A former Andover teacher who was fired after taking a year off to care for her 3-year-old son while he underwent cancer treatment cannot talk about the terms of a settlement with Andover Public Schools, she said.
Jacquelyn Silvani went to the Massachusetts Commission Against Discrimination in April 2017, claiming she was discriminated against on the basis of “disability by association,” according to a redacted version of her complaint provided to The Eagle-Tribune by the commission.
After reviewing Sivani’s complaint and responses from Andover school officials, MCAD Investigating Commissioner Sheila Hubbard wrote to both parties April 30, 2018 to say there was “probable cause to credit the allegations.”
Before the commission invoked its power to penalize the school district, Silvani dropped the complaint because a settlement had been reached.
Silvani, who now works for another school district, would not elaborate on her settlement with Andover.
In 2018, she openly shared her story with the newspaper. Her son had stage IV neuroblastoma, a rare form of cancer that affects children and usually starts in the kidneys and spreads to the rest of the body. Silvani said her son is doing well now.
She explained that his medical bills cost the district $1,091,794 before her position was terminated, according to a claim summary from Blue Cross/Blue Shield.
She said at the time that Andover Public Schools, being privately insured, would have had to foot the entire bill.
“I can only say the matter is resolved,” she told the newspaper this week. She would not say if she signed a non-disclosure agreement.
Andover officials did not immediately respond to a request for a copy of the settlement with Silvani.
Federal officials at the U.S. Equal Employment Opportunity Commission in Boston were also made aware of the complaint filed with MCAD.
According to an MCAD spokesperson, if a claim filed with the state group also involves federal protections, the case is shared between offices. In this case, because the school receives federal funding.

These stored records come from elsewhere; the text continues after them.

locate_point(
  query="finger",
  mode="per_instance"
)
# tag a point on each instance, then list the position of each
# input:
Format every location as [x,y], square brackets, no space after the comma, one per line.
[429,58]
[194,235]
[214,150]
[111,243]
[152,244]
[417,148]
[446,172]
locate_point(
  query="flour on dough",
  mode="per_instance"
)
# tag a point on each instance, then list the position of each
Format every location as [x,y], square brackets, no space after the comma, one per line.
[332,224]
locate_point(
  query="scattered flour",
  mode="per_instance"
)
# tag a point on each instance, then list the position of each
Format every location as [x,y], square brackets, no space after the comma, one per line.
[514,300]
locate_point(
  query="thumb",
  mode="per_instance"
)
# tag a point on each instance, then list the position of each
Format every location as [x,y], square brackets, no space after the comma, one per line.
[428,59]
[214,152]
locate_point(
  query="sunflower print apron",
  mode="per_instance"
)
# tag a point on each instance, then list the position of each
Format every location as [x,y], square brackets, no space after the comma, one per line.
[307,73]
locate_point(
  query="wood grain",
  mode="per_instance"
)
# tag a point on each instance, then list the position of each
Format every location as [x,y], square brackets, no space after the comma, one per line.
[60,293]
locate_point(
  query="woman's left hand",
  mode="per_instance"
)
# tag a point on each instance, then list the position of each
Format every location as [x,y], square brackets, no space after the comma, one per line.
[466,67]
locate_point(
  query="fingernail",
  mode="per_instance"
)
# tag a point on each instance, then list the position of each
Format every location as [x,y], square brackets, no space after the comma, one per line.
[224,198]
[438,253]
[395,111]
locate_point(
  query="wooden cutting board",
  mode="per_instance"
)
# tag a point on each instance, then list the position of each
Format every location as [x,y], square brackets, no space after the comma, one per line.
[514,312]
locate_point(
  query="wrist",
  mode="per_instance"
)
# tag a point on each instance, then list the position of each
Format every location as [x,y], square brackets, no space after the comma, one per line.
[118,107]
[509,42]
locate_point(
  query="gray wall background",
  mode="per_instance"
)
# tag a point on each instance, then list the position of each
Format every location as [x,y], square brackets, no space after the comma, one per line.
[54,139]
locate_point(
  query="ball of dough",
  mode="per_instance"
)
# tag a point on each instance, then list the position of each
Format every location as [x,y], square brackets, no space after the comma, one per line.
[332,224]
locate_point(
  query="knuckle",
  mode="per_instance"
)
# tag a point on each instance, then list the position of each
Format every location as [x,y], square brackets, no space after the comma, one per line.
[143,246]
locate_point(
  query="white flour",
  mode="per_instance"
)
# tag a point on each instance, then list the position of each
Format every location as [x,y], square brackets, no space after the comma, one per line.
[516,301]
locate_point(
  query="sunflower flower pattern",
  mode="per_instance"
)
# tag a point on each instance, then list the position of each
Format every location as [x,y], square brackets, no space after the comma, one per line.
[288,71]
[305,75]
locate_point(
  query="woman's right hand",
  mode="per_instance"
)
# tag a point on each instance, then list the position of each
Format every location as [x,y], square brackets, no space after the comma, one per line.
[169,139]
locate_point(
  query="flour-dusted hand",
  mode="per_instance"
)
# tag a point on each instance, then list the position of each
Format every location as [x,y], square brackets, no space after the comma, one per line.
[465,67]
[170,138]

When a settlement is reached “outside of our walls,” the spokesperson said, it’s common that the organizations remain unaware of the details.
During her fourth year as a Title One teacher at West Elementary School, Silvani’s son was diagnosed with cancer. She had already signed a contract for the 2015-16 school year in the days before learning of his serious illness.
Despite the contract, she was granted the extended leave from work. She was not ready to talk about returning until March 2016, she said.
At that time, former Principal Liz Rooz warned Silvani that she may lose her job because federal Title One grant funding that backs her salary was possibly being reduced.
“I offered to work part time rather than full time so that the school would be able to afford my wages,” Silvani wrote in her complaint. “However, Roos rejected my suggestion, stating that they would still have to pay me my full wage regardless of hours because it was a contract position.”
In May 2016 Slyvani got a letter from the director of Human Resources, whose name is redacted from her complaint, saying that her contract would not be renewed. She was without a job as of June 30, 2016.
Silvani started applying for other jobs available within Andover Public Schools, including fourth-grade and fifth-grade teaching positions.
“Ultimately, I was not accepted to either position,” she wrote in the complaint.
Another job was posted as the 2016-17 school year was set to begin. Silvani recognized it as the role that was hers, but now as a non-contract, hourly position.
She applied but was not offered an interview, she said.
“I believe I have been terminated because of my association to my disabled son,” Silvani wrote. “I also believe the APS continued to discriminate against me by failing to offer me open positions which I am qualified for.”
In responding to the MCAD investigation, Andover school officials denied discrimination.
School officials said they did not hire Silvani for any of the three jobs she applied because “there were other candidates who were more qualified.”
They said they were generous following the news of Silvani’s son.
“Although the applicable contract granted only five sick days, (the Andover School District) granted (Silvani) two weeks of paid leave through the end of the 2014-15 school year,” the school’s response reads. “....While (Silvani) was out on leave, (Andover Public Schools) helped raise funds in order to help her.”
In a “summary of investigation and analysis,” MCAD said Andover Public Schools provided an undated chart listing the amount of Title One funding for each school year from 2012 through 2018, but failed to provide any evidence of reduced federal funding and its need to eliminate Silvani’s job.
MCAD also found that Andover Public Schools wavered when asked about Silvani’s quality of work. At first, school officials said Silvani’s work was “satisfactory.”
“Later during the Commission’s investigation, however, (Andover Public Schools) claimed (Silvani) performed poorly at her interview for the grade four teaching position, and this poor interview performance ‘together with her track record of teaching’ was why she was not selected for an interview for the subsequent positions.”